Ann Dowd and Liv Tyler reprise their roles as Patti Levin and Meg Abbott respectively, appearing as members of Kevin's presidential administration in his afterlife scenario following the deaths of their real-world counterparts in previous episodes. They were both credited as series regulars in the episode's opening titles. For its title sequence, the episode reuses Max Richter's opening theme from the series' first season.

==Reception==
===Ratings===
Upon airing, the episode was watched by 0.804 million viewers with an 18-49 rating of 0.3.

===Critical reception===
"The Most Powerful Man in the World (and His Identical Twin Brother)" received widespread acclaim from critics, who praised its expansion of the "International Assassin" concept, as well as its humor, emotional depth, and Theroux's performance. On Rotten Tomatoes, the episode has an approval rating of 100% based on 14 reviews, with an average rating of 9.00 out of 10.

Matt Fowler of IGN rated the episode a 9.6 out of 10, calling it "riveting, brain-spiraling, and heartrending." Fowler praised the episode's humor, visuals (especially during the final scenes of Kevin's trip to the afterlife), and attention to detail, and remarked on the series' ability to "shred our souls with some of the strangest, most left-field symbolism." Joshua Alston of The A.V. Club gave the episode an A−, deeming it superior to "International Assassin" for having "the same hypnotic quality" but "with much more urgency." Alston praised Cuse and Lindelof's script for the "unexpectedly absurd elements" of the episode's narrative, and called Dowd and Tyler "terrific" in their reprised roles.

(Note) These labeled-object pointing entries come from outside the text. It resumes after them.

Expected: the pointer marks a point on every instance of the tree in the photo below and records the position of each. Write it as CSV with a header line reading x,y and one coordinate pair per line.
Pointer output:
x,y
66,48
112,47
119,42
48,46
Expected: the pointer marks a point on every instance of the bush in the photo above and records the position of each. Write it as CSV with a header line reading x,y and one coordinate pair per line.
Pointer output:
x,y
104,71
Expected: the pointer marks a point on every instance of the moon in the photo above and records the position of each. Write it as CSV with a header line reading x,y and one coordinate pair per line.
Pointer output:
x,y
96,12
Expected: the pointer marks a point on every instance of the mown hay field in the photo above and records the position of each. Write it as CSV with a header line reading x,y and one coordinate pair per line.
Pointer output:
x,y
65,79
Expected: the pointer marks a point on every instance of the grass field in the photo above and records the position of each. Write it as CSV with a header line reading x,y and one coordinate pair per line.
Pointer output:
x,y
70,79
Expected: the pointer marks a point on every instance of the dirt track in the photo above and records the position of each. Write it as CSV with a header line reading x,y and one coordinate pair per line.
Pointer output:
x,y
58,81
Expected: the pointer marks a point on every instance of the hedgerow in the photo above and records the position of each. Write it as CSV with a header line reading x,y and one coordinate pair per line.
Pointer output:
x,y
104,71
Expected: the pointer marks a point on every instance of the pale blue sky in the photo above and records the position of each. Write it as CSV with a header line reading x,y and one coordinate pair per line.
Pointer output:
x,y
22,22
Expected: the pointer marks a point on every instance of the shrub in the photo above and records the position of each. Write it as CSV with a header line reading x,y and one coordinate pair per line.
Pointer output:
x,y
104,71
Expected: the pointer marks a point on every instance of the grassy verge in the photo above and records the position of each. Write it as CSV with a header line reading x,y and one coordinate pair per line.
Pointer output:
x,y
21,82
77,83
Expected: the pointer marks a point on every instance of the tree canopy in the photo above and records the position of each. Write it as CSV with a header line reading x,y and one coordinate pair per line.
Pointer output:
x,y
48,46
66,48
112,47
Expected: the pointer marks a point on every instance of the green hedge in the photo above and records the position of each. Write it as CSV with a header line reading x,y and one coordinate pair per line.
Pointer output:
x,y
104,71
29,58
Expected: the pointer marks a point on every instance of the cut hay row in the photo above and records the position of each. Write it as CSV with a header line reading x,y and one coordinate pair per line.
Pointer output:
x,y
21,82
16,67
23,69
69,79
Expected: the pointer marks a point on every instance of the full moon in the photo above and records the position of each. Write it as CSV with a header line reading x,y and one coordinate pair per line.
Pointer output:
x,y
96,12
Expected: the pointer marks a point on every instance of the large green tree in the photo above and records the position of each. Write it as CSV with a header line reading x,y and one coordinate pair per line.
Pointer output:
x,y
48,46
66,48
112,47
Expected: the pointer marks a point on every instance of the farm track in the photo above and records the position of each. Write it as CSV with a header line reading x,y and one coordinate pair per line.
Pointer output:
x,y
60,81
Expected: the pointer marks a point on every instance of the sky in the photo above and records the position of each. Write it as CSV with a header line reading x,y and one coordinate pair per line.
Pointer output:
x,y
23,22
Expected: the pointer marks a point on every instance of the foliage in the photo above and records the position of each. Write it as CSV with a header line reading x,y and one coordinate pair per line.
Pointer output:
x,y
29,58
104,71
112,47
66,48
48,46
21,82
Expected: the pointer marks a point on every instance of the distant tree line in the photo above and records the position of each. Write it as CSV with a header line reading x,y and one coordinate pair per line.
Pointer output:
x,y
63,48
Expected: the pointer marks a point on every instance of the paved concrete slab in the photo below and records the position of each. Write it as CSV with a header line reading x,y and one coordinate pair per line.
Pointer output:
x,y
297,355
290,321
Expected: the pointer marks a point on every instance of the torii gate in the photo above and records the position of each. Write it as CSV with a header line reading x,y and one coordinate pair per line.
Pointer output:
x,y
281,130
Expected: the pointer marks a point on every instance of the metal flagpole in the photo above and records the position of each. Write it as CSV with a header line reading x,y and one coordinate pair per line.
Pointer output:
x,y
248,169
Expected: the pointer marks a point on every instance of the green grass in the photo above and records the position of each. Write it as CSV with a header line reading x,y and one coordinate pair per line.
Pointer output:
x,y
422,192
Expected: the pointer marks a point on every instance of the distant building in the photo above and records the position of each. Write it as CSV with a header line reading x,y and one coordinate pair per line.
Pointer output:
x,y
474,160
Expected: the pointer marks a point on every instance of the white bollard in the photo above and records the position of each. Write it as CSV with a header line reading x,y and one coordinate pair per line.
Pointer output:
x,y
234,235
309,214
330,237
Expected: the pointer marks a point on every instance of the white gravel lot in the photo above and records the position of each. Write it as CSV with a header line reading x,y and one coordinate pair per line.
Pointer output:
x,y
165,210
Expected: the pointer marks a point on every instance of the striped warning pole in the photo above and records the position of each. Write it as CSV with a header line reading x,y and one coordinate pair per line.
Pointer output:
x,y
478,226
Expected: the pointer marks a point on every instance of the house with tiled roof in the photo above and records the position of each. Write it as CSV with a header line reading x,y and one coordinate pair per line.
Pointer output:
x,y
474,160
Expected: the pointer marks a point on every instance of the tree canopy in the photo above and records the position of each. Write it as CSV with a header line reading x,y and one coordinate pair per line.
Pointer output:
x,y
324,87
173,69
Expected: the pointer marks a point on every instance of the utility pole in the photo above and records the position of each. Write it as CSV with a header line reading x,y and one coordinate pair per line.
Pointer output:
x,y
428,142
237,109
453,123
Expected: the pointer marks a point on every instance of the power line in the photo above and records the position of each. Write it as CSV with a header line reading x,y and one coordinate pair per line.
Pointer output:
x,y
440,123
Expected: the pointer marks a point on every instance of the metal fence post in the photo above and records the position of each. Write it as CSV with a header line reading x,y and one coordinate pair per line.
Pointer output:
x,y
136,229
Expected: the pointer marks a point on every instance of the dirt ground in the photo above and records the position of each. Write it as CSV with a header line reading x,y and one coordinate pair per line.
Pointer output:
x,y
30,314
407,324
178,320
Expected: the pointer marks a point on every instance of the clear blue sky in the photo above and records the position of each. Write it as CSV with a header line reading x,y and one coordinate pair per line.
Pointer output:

He additionally singled out Theroux for praise, stating, "There's probably no greater challenge than playing slightly different versions of the same character, and Theroux excelled at acting opposite himself." Spencer Kornhaber and Sophie Gilbert of The Atlantic likewise praised the heightened stakes of the episode, which the former felt made the episode's afterlife sequences "watchable instead of just weird."

Alan Sepinwall of Uproxx remarked that the episode, in repeating the premise of "International Assassin" a third time, "should come across as rote or mundane... but it never does." Sepinwall called the episode "at once surreal, hilarious, and devastating," praising both its "overflowing" deadpan humor and its layered exploration of Kevin's "profound and inescapable" suicidal depression. Noel Murray of The New York Times characterized the episode as a "wild, tongue-in-cheek political thriller," praising its powerful delivery of Kevin's personal revelation that he wants to repair his relationship with Nora. Murray also particularly praised the episode's opening flashback between Kevin and Nora for emphasizing the couple's "easy interplay." Emily St. James of Vox stated that she found the episode more substantive than "International Assassin", considering the latter entry superior, and that the episode gave her a "new appreciation of everything Theroux does to make The Leftovers work." Caroline Framke, who co-authored the same review, also praised the opening scene for the "effortless" and "electric" chemistry between Theroux and Carrie Coon, and noted that the series' brand of humor allows its characters to be "authentically funny" rather than merely resorting to jokes.

===Accolades===
Ann Dowd was nominated for the Primetime Emmy Award for Outstanding Guest Actress in a Drama Series for the episode, earning the series its sole Emmy nomination.